By their nature, forward-looking statements are
based upon certain assumptions and are subject to numerous risks
and uncertainties, many of which are beyond Blackbird’s control,
including the impact of general economic conditions, industry
conditions, current and future commodity prices, currency and
interest rates, anticipated production rates, borrowing, operating
and other costs and funds from operations, the timing, allocation
and amount of capital expenditures and the results therefrom,
anticipated reserves and the imprecision of reserve estimates, the
performance of existing wells, the success obtained in drilling new
wells, the sufficiency of budgeted capital expenditures in carrying
out planned activities, competition from other industry
participants, availability of qualified personnel or services and
drilling and related equipment, stock market volatility, effects of
regulation by governmental agencies including changes in
environmental regulations, tax laws and royalties, and the ability
to access sufficient capital from internal sources and bank and
equity markets; and also including, without limitation, those risks
and uncertainties discussed under "Risk Factors" in our Annual
Information Form for the year ended July 31, 2017 available on
SEDAR. This list is not exhaustive.
The forward-looking statements contained in this
press release are made as of the date hereof and Blackbird assumes
no obligation to update or revise any forward-looking statements,
whether as a result of new information, future events or otherwise,
unless required by applicable securities laws. All forward-looking
statements contained in this press release are expressly qualified
by this cautionary statement.
NON-IFRS MEASURES
This press release contains references to “funds
from operations”, “operating netback” and “available funding” which
are terms commonly used in the oil and natural gas industry but
without any standardized meaning or method of calculation
prescribed by International Financial Reporting Standards (“IFRS”)

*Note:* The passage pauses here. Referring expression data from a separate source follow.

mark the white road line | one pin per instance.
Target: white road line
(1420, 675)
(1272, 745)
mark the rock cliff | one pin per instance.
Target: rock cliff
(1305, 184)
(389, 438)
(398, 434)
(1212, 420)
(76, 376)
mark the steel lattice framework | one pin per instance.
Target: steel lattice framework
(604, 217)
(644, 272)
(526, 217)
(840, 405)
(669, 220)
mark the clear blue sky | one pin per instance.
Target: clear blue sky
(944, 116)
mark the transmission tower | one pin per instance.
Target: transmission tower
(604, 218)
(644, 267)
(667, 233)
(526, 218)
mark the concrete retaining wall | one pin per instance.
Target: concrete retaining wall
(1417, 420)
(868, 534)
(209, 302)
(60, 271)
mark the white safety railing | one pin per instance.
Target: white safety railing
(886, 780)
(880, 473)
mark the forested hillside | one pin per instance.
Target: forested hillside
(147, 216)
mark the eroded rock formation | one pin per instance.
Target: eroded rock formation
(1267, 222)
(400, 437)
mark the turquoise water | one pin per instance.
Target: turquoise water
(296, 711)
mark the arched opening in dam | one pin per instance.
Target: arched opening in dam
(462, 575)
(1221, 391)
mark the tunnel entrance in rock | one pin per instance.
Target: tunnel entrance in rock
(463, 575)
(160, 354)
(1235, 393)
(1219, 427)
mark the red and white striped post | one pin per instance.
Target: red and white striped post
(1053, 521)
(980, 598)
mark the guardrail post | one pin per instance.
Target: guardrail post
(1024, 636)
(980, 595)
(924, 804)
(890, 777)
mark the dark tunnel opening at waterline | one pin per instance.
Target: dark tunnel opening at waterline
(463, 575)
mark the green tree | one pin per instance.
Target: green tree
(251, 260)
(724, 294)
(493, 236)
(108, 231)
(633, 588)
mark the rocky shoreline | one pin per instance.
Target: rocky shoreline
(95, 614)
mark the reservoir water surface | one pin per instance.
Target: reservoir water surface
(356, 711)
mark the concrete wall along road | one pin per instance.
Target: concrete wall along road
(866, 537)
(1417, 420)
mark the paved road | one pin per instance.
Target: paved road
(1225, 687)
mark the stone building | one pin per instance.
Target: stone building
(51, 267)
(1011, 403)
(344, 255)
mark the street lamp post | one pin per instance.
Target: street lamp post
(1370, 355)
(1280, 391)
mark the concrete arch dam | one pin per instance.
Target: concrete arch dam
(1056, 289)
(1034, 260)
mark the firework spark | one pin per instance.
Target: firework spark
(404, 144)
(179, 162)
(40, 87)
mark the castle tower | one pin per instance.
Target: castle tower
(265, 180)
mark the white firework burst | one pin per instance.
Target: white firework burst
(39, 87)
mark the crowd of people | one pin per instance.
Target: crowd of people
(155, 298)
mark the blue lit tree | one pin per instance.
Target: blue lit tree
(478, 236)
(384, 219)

or applicable law. Accordingly, the Company’s determination of
these metrics may not be comparable to similar measures presented
by other issuers. Management believes that funds from
operations, operating netback and available funding are relevant
indicators of Blackbird's ability to fund future capital
expenditures and its financial performance. The Company
calculates funds from operations based on cash flow from operating
activities determined under IFRS before changes in non-cash working
capital. Management considers funds from operations to be a useful
supplemental measure for assessing Blackbird’s operational
performance on a continuing basis by eliminating non-cash charges,
and utilizes the measure to assess the Company's ability to
generate the cash necessary to finance operating activities and
capital expenditures. Blackbird calculates operating netback
as the total production revenues less royalties, transportation,
processing and operating expenses, calculated on a boe basis.
Operating netback is used by management to analyze operating
performance on a comparable basis with prior periods of Blackbird.
Management considers operating netback to provide a useful
measure for evaluating operational performance at the oil and gas
lease level, as an indicator of field-level profitability relative
to current commodity prices. Available funding is calculated as the
Company’s working capital plus the undrawn capacity of its
operating loan facility. For more details on non-IFRS measures,
including a reconciliation of funds from operations to IFRS
measures, refer to our management’s discussion and analysis for the
three and six months ended January 31, 2018 available on SEDAR.